There is much in this book that is commendable. Someone new to the field will benefit greatly from the reviews of literature contained in chapters two, three and four. Those already established in the trust research community will find reading these sections challenging to their own understanding of trust, as Möllering successfully integrates material from a wide range of sources into a coherently presented argument. Similarly, the passages that deal with how trust has been studied quantitatively are also informative and provide a good synopsis of how this methodology has been used to empirically investigate trust. I am less convinced by some of the other arguments put forward. Qualitative studies of trust are mentioned, but the section lacks a thorough discussion of qualitative research focused on the meaning making of actors. Interpretive inquiry of this type privileges the description, explanation and analysis of the meanings agents assign to phenomena such as trust, and their reflection on how these meanings are constructed. This would also include some consideration of how dominant meanings of trust emerge and how alternative or contradictory meanings are suppressed.
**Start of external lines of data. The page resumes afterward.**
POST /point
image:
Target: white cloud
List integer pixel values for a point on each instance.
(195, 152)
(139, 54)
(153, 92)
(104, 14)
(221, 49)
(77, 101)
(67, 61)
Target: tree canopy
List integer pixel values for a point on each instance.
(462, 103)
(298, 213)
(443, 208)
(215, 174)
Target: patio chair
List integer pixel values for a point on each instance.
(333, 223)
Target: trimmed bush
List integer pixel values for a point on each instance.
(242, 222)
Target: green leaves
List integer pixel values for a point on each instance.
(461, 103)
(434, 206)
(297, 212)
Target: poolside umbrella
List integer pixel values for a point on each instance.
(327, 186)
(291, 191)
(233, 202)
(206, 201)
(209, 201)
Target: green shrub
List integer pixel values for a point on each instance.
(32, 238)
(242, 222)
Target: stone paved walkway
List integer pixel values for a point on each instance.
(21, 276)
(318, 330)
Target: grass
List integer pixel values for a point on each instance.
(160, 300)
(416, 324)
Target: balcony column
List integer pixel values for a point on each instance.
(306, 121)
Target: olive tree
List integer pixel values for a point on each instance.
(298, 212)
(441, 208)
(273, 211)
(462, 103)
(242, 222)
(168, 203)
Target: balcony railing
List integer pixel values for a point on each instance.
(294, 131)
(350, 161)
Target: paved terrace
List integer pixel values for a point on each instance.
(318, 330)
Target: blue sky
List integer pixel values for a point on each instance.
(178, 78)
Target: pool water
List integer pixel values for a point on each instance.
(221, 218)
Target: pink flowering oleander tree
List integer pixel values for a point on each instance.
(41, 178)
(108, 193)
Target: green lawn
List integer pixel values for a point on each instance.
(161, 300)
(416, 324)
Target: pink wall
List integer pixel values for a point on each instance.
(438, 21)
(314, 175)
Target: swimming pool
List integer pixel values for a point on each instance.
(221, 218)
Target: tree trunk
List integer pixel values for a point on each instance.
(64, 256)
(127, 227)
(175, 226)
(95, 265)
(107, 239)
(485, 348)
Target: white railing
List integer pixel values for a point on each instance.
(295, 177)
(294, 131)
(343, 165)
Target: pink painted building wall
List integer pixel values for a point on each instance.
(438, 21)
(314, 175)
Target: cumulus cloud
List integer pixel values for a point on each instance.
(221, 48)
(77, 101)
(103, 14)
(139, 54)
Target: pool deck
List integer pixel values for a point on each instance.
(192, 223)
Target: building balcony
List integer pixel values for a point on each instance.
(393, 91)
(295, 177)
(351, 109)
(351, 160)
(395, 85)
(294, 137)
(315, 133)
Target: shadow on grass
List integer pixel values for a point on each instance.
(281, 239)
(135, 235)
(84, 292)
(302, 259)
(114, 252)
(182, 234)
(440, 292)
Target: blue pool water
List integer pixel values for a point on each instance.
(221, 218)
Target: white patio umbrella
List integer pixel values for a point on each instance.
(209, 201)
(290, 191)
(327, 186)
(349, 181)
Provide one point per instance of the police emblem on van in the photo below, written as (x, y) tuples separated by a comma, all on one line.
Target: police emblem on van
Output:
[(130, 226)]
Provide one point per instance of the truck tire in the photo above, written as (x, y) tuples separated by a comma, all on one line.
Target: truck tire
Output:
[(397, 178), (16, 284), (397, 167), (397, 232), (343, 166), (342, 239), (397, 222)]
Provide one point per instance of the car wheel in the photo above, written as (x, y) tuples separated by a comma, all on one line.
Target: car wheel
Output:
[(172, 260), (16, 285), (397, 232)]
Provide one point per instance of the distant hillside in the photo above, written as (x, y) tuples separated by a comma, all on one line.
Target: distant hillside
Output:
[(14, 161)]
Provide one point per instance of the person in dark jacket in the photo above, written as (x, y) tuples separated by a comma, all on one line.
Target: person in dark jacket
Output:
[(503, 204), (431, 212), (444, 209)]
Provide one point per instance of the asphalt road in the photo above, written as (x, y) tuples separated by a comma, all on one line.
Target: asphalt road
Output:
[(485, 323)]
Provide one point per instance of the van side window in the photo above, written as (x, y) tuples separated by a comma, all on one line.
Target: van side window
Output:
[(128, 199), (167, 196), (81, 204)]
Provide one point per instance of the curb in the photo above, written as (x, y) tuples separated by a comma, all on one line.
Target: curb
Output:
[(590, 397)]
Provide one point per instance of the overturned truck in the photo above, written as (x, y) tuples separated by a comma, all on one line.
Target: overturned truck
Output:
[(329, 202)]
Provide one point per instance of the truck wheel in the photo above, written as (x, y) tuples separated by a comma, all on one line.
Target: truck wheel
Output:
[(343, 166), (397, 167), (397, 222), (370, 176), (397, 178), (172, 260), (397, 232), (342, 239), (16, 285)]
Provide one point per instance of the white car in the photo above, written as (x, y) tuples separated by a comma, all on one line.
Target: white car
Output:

The notion of “suspension” seems to be advanced as an alternative explanation to a “leap of faith”; both conceptualizations are problematic. Both appear to be products of deterministic thinking, as they imply the processes leading up to an act of trusting are reckonable up to a final point at which something happens that can not be explained, and this is now advanced as involving a trustor in a “leap of faith” or act of “suspension”. What is problematic about this thinking is not so much that the notion of suspension is required to represent these final acts, but the assumption that the previous actions are felt to be explainable. On the one hand Möllering criticizes quantitative studies for taking us away from understanding better how trust mediates what actors actually do, but on the other, he seems happy to accept their explanations of how trust is created up to the final point where suspension is required.

References

Bernstein, M., Potvin, D. and Martin, D.K. (2004), “A qualitative study of attitudes toward error in patients facing brain tumour surgery”, The Canadian Journal of Neurological Sciences, Vol. 31 No. 2, pp. 20812.

Lewicki, R.J. and Bunker, B.B. (1996), “Developing and maintaining trust in work relationships”, in Kramer, R.M. and Tyler, T.R. (Eds), Trust in Organizations: Frontiers of Theory and Research, Sage, Thousand Oaks, CA, pp. 11439.